MCP Config Generator
Pick MCP servers and get correct config JSON for Claude Code, Cursor and OpenCode.
Servers (3 selected)
Edit the path arg to the directory the agent may touch.
Env values stay in this tab — they are never put in the share link.
Save as .mcp.json in your project root.
{
"mcpServers": {
"filesystem": {
"command": "npx",
"args": [
"-y",
"@modelcontextprotocol/server-filesystem",
"/path/to/allowed/dir"
]
},
"github": {
"command": "npx",
"args": [
"-y",
"@modelcontextprotocol/server-github"
],
"env": {
"GITHUB_PERSONAL_ACCESS_TOKEN": "ghp_..."
}
},
"memory": {
"command": "npx",
"args": [
"-y",
"@modelcontextprotocol/server-memory"
]
}
}
}⚠ Placeholder values emitted for: GITHUB_PERSONAL_ACCESS_TOKEN — replace before use.
How it works
This generator builds a correct MCP configuration for the client you actually use. Tick the servers you want, fill in any environment variables they need, and the JSON re-renders instantly for Claude Code, Cursor or OpenCode. Everything runs locally — your tokens never leave the browser, and we recommend pasting placeholders anyway.
The reason this tool exists is mundane but real: the three major clients all speak MCP, yet each wraps the same server definition in a different JSON shape. Claude Code expects an mcpServers object in .mcp.json; Cursor uses the same key but lives at .cursor/mcp.json; OpenCode nests servers under an mcp key inside opencode.json with a type and an enabled flag, and uses a single command array rather than command-plus-args. Hand-translating between them is where most "server won't connect" bugs are born.
The twelve servers offered here are the ones that show up in real projects again and again: filesystem and memory for local capability, github / postgres / sqlite for the development loop, puppeteer and fetch for web access, and slack, sentry, stripe, brave-search and google-maps for the services teams wire in next.
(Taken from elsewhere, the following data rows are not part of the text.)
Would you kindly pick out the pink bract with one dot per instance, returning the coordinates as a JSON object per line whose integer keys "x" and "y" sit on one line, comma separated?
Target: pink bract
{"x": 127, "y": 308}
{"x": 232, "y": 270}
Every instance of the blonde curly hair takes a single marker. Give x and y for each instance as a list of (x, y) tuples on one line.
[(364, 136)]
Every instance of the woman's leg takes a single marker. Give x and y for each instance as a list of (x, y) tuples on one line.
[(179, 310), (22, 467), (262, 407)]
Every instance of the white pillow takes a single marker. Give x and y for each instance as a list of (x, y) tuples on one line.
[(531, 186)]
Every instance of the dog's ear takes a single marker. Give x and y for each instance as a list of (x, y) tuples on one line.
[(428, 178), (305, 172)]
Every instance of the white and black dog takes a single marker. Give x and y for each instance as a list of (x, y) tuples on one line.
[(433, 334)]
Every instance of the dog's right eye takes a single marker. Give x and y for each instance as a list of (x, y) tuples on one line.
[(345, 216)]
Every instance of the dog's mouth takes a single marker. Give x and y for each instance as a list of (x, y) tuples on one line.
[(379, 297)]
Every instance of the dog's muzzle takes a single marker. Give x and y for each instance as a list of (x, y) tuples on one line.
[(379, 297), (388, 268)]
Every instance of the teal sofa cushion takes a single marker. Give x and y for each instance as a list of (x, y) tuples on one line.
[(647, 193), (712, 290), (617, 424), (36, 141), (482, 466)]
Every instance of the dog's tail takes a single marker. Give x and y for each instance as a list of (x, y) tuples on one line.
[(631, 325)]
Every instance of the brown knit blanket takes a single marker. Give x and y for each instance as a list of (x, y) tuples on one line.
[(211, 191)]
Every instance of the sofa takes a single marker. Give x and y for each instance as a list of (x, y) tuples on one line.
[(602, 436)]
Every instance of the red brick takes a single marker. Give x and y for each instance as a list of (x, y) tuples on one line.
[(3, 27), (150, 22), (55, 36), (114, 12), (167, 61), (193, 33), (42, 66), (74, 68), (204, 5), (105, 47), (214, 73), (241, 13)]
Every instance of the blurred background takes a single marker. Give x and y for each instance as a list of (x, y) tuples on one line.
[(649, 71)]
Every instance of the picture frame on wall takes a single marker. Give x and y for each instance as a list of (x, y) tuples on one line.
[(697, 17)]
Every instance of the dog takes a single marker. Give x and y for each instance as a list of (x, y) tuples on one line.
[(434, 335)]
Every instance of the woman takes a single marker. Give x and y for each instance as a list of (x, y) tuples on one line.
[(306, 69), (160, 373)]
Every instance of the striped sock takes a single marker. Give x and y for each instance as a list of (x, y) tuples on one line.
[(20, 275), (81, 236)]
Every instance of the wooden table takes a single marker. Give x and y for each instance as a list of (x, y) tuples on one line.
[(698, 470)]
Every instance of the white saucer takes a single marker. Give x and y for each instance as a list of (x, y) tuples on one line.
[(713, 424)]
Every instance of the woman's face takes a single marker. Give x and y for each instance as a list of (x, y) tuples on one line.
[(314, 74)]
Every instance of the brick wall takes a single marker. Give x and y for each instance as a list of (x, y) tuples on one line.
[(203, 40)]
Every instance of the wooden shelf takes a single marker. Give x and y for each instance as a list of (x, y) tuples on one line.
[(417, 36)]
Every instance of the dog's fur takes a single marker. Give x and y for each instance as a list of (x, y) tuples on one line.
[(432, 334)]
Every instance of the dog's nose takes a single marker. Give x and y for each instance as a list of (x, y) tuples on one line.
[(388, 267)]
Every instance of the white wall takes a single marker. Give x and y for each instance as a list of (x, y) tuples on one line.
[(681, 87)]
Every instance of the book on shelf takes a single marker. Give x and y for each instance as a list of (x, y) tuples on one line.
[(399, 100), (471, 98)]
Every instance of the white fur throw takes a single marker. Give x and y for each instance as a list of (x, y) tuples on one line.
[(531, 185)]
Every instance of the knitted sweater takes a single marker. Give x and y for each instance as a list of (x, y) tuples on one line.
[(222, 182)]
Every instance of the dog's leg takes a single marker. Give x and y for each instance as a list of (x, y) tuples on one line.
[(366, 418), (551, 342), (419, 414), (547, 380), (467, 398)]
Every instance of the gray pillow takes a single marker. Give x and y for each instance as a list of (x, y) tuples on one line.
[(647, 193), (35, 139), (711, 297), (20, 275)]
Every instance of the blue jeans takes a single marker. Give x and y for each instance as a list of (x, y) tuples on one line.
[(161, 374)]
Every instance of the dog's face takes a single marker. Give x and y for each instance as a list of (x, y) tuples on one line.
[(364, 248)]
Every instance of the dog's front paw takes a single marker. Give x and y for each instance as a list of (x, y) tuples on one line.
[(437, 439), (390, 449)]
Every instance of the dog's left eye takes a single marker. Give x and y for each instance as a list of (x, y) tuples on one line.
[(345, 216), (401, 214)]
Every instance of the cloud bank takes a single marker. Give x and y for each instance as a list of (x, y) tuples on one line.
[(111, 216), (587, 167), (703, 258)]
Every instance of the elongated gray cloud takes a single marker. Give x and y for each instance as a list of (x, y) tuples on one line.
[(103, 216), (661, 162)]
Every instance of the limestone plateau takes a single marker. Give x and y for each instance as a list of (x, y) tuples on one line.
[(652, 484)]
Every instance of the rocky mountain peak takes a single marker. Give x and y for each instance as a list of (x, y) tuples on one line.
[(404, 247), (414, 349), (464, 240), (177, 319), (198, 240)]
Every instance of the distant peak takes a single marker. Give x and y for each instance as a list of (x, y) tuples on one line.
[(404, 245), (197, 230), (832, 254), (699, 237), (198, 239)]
Servers that need credentials show an env-var field with a placeholder; the output flags any you left unfilled so a missing token fails loudly at config time instead of mysteriously at runtime.
One piece of advice from running agent fleets in production: keep MCP configs project-scoped and minimal. Every server you connect adds its tool schemas to the model's context window on every single request — twelve idle servers can quietly burn thousands of tokens per call and make the model worse at picking the right tool. Generate the config for what this repo needs, commit the placeholder version, and inject real secrets from the environment. Your future self debugging a 429 at 2am will thank you. And when a server refuses to connect, test its command standalone in a terminal first — if it starts and waits on stdio, the bug is in the config shape, which is precisely the part this tool generates correctly.
Frequently asked questions
What is MCP and why do I need a config file?
The Model Context Protocol (MCP) is an open standard that lets AI coding agents talk to external systems — filesystems, databases, GitHub, Slack — through small server processes. Each client (Claude Code, Cursor, OpenCode) launches the servers listed in its config file at session start. The config declares the command to run, its arguments, and any environment variables like API tokens the server needs.
Where does each client's config file live?
Claude Code reads .mcp.json in the project root (or user scope via claude mcp add). Cursor reads .cursor/mcp.json in the project or ~/.cursor/mcp.json globally. OpenCode declares servers under the mcp key of opencode.json in the project root or ~/.config/opencode/. The JSON shapes differ slightly between clients — same servers, different wrapper keys — which is exactly what the tabs above handle for you.
How should I handle secrets and API tokens in MCP configs?
Never commit real tokens. Config files frequently end up in version control, so use placeholder values and inject real secrets from your shell environment or a secrets manager. Most clients expand env vars at launch, and many servers read directly from the process environment if the config omits the value. Treat any token an MCP server holds as having the full power of that account — scope tokens narrowly.
Why does my MCP server fail to connect?
The usual suspects, in order: the command isn't installed (npx fetches on first run, which can be slow or blocked offline), a required env var is missing or empty, the JSON has a trailing comma or wrong nesting for your client, or the server crashed at startup — check the client's MCP logs. Test the command standalone in a terminal first; if it starts and waits on stdio, the config is the problem, not the server.
Do more MCP servers make my agent better?
Not automatically. Every connected server adds its tool definitions to the model's context on every request, which costs tokens and dilutes attention across more tools. Connect the servers you actually use in a project and prune the rest — three relevant servers beat twelve idle ones. Project-scoped configs (rather than global) keep each repo's tool surface tight.